2

I'm trying to get the number of distinct users for each event at a daily level while maintainig a running sum for every hour. I'm using Athena/Presto as the query engine.

I tried the following query:

SELECT
    eventname,
    date(from_unixtime(time_bucket)) AS date,
    (time_bucket % 86400)/3600 as hour,
    count,
    SUM(count) OVER (PARTITION BY eventname, date(from_unixtime(time_bucket)) ORDER BY eventname, time_bucket) AS running_sum_count
FROM (
    SELECT 
        eventname,
        CAST(eventtimestamp AS bigint) - CAST(eventtimestamp AS bigint) % 3600 AS time_bucket,
        COUNT(DISTINCT moengageuserid) as count
    FROM clickstream.moengage
    WHERE date = '2020-08-20'
    AND eventname IN ('e1', 'e2', 'e3', 'e4')
    GROUP BY 1,2
    ORDER BY 1,2
);

But on seeing the results I realized that taking SUM of COUNT DISTINCT is not correct as it's not additive.

So, I tried the below query

SELECT
    eventname,
    date(from_unixtime(time_bucket)) AS date,
    (time_bucket % 86400)/3600 as hour,
    SUM(COUNT(DISTINCT moengageuserid)) OVER (PARTITION BY eventname, date(from_unixtime(time_bucket)) ORDER BY eventname, time_bucket) AS running_sum
FROM (
    SELECT
        eventname,
        CAST(eventtimestamp AS bigint) - CAST(eventtimestamp AS bigint) % 3600 AS time_bucket,
        moengageuserid
    FROM clickstream.moengage
    WHERE date = '2020-08-20'
    AND eventname IN ('e1', 'e2', 'e3', 'e4')
);

But this query fails with the following error:

SYNTAX_ERROR: line 5:99: ORDER BY expression '"time_bucket"' must be an aggregate expression or appear in GROUP BY clause
leftjoin
  • 36,950
  • 8
  • 57
  • 116
nish
  • 6,952
  • 18
  • 74
  • 128
  • 1
    Are you using MySQL or SQLServer?

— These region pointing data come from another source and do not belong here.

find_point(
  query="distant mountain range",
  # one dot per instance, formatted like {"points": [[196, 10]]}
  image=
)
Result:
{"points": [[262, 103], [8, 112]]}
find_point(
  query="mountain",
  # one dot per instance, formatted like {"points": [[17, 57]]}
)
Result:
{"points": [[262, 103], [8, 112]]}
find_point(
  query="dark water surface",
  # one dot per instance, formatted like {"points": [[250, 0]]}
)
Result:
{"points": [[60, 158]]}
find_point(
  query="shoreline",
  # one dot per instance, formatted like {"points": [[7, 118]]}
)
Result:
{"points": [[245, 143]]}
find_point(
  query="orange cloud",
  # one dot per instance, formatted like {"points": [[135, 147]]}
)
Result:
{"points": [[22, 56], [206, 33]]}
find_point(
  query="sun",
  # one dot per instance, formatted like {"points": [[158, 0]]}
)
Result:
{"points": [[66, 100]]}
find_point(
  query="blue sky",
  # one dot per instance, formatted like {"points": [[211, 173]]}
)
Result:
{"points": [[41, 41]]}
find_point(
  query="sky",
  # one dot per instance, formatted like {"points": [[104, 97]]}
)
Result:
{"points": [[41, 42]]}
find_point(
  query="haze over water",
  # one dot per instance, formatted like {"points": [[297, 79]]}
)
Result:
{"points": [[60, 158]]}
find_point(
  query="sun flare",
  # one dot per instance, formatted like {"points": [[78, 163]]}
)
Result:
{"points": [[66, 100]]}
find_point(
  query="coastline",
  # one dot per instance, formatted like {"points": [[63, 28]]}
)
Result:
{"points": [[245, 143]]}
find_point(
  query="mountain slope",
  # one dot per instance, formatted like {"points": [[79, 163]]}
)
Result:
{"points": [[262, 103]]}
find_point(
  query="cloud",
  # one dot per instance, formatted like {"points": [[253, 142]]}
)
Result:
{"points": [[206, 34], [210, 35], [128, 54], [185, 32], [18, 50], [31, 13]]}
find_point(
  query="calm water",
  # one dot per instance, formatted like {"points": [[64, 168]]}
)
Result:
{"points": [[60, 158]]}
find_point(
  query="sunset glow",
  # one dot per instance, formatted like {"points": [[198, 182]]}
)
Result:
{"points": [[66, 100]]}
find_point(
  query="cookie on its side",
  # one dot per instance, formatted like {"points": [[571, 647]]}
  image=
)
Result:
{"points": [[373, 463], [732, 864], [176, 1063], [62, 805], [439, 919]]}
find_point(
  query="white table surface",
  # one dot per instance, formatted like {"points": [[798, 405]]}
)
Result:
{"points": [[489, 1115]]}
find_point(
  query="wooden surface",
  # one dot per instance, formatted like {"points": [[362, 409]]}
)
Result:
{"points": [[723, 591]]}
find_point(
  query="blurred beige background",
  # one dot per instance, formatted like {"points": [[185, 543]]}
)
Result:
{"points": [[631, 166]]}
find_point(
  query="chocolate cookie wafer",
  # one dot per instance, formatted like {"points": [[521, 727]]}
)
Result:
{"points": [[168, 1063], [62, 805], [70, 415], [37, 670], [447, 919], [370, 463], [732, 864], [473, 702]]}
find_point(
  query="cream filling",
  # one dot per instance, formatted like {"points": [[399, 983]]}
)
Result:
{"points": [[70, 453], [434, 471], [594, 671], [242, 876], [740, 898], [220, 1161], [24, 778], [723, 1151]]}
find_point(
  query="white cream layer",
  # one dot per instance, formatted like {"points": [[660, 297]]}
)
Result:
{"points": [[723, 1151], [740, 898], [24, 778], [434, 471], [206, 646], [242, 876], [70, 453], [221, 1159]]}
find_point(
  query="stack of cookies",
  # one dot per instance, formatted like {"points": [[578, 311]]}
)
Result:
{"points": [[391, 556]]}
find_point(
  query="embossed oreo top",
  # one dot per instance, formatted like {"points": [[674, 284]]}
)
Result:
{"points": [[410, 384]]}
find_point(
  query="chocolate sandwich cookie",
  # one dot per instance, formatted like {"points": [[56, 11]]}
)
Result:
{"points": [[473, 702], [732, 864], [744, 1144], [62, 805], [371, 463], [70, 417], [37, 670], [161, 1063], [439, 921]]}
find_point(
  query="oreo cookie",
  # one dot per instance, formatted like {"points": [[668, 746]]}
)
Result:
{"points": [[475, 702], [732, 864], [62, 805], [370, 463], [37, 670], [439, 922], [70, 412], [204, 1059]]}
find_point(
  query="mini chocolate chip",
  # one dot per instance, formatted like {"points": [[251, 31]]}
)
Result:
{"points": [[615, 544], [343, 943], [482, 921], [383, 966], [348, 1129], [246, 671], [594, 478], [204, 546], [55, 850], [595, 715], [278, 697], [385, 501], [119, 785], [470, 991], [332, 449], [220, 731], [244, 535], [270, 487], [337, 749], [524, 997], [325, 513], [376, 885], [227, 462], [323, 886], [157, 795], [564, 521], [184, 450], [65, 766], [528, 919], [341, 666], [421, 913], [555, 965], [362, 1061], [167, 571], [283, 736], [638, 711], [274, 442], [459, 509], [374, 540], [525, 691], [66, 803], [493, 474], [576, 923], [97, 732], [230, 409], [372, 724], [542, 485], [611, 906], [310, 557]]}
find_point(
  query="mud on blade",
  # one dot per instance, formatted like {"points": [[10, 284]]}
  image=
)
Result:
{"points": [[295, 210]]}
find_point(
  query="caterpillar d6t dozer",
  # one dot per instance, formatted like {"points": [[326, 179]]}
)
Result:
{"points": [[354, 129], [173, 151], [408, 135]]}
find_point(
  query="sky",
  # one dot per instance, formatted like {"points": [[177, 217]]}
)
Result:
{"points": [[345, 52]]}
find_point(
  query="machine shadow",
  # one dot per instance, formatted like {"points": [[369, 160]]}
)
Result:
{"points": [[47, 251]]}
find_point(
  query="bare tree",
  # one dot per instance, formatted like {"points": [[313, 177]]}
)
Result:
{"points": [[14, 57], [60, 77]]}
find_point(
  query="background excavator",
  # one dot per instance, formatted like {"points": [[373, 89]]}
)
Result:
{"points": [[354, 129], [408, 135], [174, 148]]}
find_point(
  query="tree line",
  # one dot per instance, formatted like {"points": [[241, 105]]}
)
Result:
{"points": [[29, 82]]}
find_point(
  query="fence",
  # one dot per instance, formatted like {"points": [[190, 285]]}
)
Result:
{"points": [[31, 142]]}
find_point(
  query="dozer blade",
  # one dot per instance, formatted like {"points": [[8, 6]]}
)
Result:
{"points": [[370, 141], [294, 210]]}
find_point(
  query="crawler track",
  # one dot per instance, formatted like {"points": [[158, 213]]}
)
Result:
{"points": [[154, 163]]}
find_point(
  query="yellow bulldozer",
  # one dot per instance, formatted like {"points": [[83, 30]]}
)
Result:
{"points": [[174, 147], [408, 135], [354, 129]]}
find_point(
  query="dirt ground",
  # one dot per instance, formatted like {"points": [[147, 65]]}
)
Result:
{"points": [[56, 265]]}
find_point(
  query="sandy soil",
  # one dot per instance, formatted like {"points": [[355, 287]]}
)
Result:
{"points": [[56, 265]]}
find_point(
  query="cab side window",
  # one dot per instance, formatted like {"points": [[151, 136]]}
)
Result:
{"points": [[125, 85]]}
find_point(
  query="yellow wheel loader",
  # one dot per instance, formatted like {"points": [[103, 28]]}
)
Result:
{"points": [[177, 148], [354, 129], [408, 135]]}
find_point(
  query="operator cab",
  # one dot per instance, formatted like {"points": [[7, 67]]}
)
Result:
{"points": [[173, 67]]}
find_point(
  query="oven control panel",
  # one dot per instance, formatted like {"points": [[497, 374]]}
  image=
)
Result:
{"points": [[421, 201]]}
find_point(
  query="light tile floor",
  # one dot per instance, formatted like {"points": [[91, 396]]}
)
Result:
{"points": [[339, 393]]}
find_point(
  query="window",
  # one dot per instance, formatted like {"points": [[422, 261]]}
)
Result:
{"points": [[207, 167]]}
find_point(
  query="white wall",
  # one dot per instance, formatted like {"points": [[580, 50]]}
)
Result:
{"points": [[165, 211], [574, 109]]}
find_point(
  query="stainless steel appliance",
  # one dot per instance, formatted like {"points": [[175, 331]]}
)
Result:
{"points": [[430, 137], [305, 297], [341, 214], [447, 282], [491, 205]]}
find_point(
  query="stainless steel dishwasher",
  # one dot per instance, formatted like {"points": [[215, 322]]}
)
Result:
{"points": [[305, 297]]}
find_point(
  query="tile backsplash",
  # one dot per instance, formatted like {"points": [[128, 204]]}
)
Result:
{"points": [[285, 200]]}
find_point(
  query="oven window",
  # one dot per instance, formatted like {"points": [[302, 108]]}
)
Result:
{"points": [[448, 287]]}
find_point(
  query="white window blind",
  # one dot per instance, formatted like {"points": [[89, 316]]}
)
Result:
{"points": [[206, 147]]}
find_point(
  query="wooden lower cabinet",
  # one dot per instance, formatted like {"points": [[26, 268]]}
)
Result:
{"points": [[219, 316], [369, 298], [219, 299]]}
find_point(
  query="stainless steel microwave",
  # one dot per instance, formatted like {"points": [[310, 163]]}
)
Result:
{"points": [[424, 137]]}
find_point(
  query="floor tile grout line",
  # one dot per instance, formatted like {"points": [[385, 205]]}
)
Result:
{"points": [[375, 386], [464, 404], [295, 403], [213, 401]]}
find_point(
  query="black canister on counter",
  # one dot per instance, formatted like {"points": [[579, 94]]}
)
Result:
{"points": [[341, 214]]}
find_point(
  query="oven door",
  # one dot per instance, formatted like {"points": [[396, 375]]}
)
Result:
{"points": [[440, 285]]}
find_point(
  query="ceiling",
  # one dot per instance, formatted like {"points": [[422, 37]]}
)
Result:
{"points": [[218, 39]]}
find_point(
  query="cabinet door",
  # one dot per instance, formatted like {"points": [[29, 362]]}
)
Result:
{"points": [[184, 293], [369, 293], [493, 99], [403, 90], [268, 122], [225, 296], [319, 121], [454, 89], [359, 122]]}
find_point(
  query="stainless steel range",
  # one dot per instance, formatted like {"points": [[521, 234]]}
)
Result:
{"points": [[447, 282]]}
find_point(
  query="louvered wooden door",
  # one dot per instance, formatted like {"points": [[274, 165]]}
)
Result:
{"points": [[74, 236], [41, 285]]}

Please flag only one DB. Furthermore, it would help if you could add the output you got and the output you would expect. Last but not least, some sample data would be great. – Tyron78 Feb 02 '21 at 07:05

2 Answers2

1

Count the first time a user appears for the running distinct count:

SELECT eventname, date(from_unixtime(time_bucket)) AS date,
       (time_bucket % 86400)/3600 as hour,
       COUNT(DISTINCT moengageuserid) as hour_cont,
       SUM(CASE WHEN seqnunm = 1 THEN 1 ELSE 0 END) OVER (PARTITION BY eventname, date(from_unixtime(time_bucket)) ORDER BY time_bucket) AS running_distinct_count
FROM (SELECT eventname,
             CAST(eventtimestamp AS bigint) - CAST(eventtimestamp AS bigint) % 3600 AS time_bucket,
             moengageuserid as hour_count,
             ROW_NUMBER() OVER (PARTITION BY eventname, moengageuserid ORDER BY eventtimestamp) as seqnum
      FROM clickstream.moengage
      WHERE date = '2020-08-20' AND
            eventname IN ('e1', 'e2', 'e3', 'e4')
    ) m
GROUP BY 1, 2, 3
ORDER BY 1, 2;
Gordon Linoff
  • 1,242,037
  • 58
  • 646
  • 786
0

To calculate running distinct count you can collect user IDs into set (distinct array) and get the size:

cardinality(set_agg(moengageuserid)) OVER (PARTITION BY eventname, date(from_unixtime(time_bucket)) ORDER BY eventname, time_bucket) AS running_sum

This is analytic function and will assign the same value to the whole partition (eventname, date), you can aggregate records in upper subquery using max(), etc.

leftjoin
  • 36,950
  • 8
  • 57
  • 116